INE figures also reveal that inflation does not affect all sectors equally, and that effective wages in services—where most workers are employed—have stayed flat over the past year, with only a modest gain of 0.2 percent. Industry recorded a 3.2 percent increase, and construction enjoyed the strongest rise at 6.5 percent, though this still reflects a loss of purchasing power for many households. The data point to the investment that companies make in attracting staff and sustaining activity within the sector. Cite: INE data.

In the current post-pandemic phase, many firms prioritize hiring new personnel over raising the conditions for those already on the payroll. This dynamic helps explain why GDP outpaced wages and why companies spend more on total wage costs than on hourly wage increases. The annual cost to hire a worker rose by 4.3 percent, while the cost per hour worked increased by only 1.1 percent. Cite: INE data.

More people found jobs and there were more hours for part‑time workers, along with management offering extended hours. These patterns align with robust early-year performance, as social security numbers reached new highs despite a challenging global backdrop. Cite: INE data.

at the tail of Europe

This week, Eurostat updated its European labor cost database. The data show that wage growth paid by companies in Spain remains among the lowest in Europe, with only Greece, Finland, Denmark, and the Netherlands posting smaller increases. Eurostat notes that the average wage increase for Spain is about 42 percent below the 27-country average. Cite: Eurostat.

The lack of alignment between employers and union leadership contributes to slow salary progress. Collective bargaining agreements have not been renewed in many cases, leading to wage freezes for workers, while a minority of renewed contracts are settled well below current inflation. Recent Department of Labor data indicate that average wage increases are around 2.6 percent—four times below price growth. Cite: Department of Labor data.

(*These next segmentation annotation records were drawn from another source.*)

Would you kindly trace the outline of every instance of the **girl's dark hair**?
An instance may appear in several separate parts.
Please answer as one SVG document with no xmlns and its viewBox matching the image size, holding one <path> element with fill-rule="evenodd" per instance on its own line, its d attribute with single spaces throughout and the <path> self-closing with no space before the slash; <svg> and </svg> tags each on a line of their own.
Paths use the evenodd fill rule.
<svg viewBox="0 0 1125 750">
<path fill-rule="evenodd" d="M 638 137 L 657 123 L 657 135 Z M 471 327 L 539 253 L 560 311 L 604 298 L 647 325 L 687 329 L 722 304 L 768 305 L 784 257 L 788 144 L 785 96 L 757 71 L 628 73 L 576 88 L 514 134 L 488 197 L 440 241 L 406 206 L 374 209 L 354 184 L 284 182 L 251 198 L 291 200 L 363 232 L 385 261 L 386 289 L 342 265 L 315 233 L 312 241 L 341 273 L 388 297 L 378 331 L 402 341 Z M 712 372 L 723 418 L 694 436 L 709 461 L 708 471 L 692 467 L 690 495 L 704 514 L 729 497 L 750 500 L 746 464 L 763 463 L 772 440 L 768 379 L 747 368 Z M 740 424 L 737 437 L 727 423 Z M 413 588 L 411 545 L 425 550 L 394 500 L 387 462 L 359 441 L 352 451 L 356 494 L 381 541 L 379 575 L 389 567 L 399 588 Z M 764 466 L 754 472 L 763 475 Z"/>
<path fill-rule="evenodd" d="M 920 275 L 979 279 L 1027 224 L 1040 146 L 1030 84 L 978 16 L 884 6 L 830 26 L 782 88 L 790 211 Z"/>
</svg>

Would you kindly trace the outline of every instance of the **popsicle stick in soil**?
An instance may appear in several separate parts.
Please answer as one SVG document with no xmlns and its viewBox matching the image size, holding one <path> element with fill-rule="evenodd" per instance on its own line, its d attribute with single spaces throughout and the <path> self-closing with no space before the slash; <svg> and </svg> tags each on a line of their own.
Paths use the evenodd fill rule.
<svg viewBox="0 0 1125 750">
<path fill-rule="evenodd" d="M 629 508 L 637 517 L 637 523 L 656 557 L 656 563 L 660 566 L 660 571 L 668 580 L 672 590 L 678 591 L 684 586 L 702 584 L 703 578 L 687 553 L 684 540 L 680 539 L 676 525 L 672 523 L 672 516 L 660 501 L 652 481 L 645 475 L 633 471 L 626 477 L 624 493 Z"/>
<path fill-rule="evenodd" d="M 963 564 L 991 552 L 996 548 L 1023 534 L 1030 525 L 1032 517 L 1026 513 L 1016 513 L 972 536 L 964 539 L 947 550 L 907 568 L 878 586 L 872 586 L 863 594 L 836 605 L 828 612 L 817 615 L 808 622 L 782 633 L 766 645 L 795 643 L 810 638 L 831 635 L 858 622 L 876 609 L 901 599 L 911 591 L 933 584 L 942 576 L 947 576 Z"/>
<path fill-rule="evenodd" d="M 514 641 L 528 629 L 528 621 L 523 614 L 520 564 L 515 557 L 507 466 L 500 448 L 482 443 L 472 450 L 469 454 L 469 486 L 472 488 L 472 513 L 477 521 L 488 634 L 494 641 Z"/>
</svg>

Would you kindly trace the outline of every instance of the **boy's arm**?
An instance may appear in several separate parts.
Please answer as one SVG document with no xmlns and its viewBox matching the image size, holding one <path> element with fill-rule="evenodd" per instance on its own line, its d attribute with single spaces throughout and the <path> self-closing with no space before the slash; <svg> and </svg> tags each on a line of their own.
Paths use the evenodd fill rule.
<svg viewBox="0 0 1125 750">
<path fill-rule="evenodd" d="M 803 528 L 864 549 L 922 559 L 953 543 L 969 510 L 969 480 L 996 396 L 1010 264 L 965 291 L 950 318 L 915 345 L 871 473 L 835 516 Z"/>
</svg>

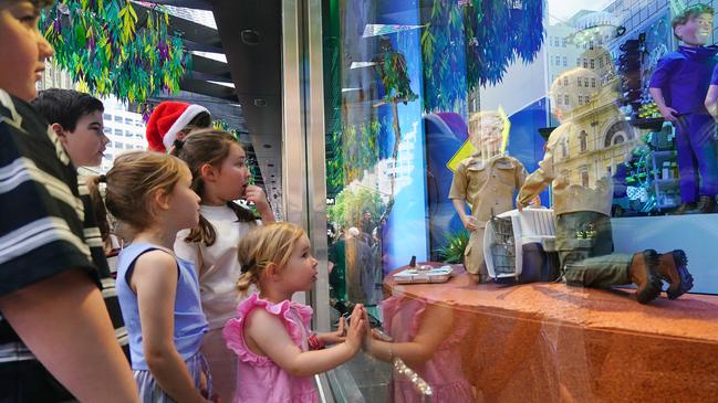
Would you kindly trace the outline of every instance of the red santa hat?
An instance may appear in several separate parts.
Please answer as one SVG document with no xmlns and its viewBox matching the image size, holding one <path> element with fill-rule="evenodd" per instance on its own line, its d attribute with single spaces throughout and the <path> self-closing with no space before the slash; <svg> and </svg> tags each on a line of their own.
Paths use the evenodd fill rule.
<svg viewBox="0 0 718 403">
<path fill-rule="evenodd" d="M 209 114 L 206 107 L 175 100 L 159 103 L 147 121 L 145 137 L 153 151 L 166 152 L 171 149 L 177 134 L 202 112 Z"/>
</svg>

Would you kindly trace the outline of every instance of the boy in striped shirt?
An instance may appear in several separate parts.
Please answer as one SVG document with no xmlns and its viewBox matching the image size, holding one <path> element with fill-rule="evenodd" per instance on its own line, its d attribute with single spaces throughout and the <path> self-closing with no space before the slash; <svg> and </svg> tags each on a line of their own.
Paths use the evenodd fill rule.
<svg viewBox="0 0 718 403">
<path fill-rule="evenodd" d="M 76 172 L 28 104 L 52 46 L 48 0 L 0 0 L 0 401 L 136 402 L 83 233 Z"/>
</svg>

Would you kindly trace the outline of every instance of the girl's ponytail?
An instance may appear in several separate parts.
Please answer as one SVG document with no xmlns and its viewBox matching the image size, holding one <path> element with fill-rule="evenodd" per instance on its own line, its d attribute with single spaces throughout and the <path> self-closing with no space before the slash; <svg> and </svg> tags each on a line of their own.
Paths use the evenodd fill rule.
<svg viewBox="0 0 718 403">
<path fill-rule="evenodd" d="M 100 193 L 100 183 L 105 182 L 106 178 L 104 174 L 85 177 L 84 180 L 90 197 L 90 204 L 95 213 L 97 229 L 100 229 L 100 236 L 102 237 L 102 242 L 105 243 L 105 246 L 107 246 L 107 243 L 110 242 L 110 221 L 107 220 L 107 208 L 105 206 L 105 201 Z M 82 184 L 80 188 L 82 189 Z"/>
</svg>

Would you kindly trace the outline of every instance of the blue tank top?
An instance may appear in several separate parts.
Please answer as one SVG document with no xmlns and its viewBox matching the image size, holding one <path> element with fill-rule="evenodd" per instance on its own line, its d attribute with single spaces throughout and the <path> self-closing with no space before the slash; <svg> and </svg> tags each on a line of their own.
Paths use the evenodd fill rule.
<svg viewBox="0 0 718 403">
<path fill-rule="evenodd" d="M 142 340 L 142 324 L 137 295 L 129 287 L 129 278 L 137 258 L 149 251 L 165 251 L 163 247 L 138 243 L 132 244 L 119 252 L 117 262 L 117 298 L 129 335 L 129 354 L 134 370 L 148 371 Z M 202 312 L 199 299 L 199 280 L 190 262 L 177 259 L 177 293 L 175 295 L 175 348 L 187 361 L 199 351 L 204 335 L 207 332 L 207 319 Z"/>
</svg>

High unemployment drives down wages

Since the pandemic began, almost 800,000 jobs disappeared rapidly, and the labor market has undergone a strong recovery with more people employed and more hours worked. Even with seasonal setbacks, Spain now shows a growing number of active workers. Yet, with a national record of job creation in 2022, many families still face an annus horribilis as wallets strain under rising prices. This week’s INE quarterly labor cost report confirms that actual hourly wages rose only 1.1 percent year over year, placing the average gross monthly salary at 2,153.9 euros. Inflation in the same period stood at 10.2 percent, underscoring the gap between wage growth and price increases. Cite: INE data.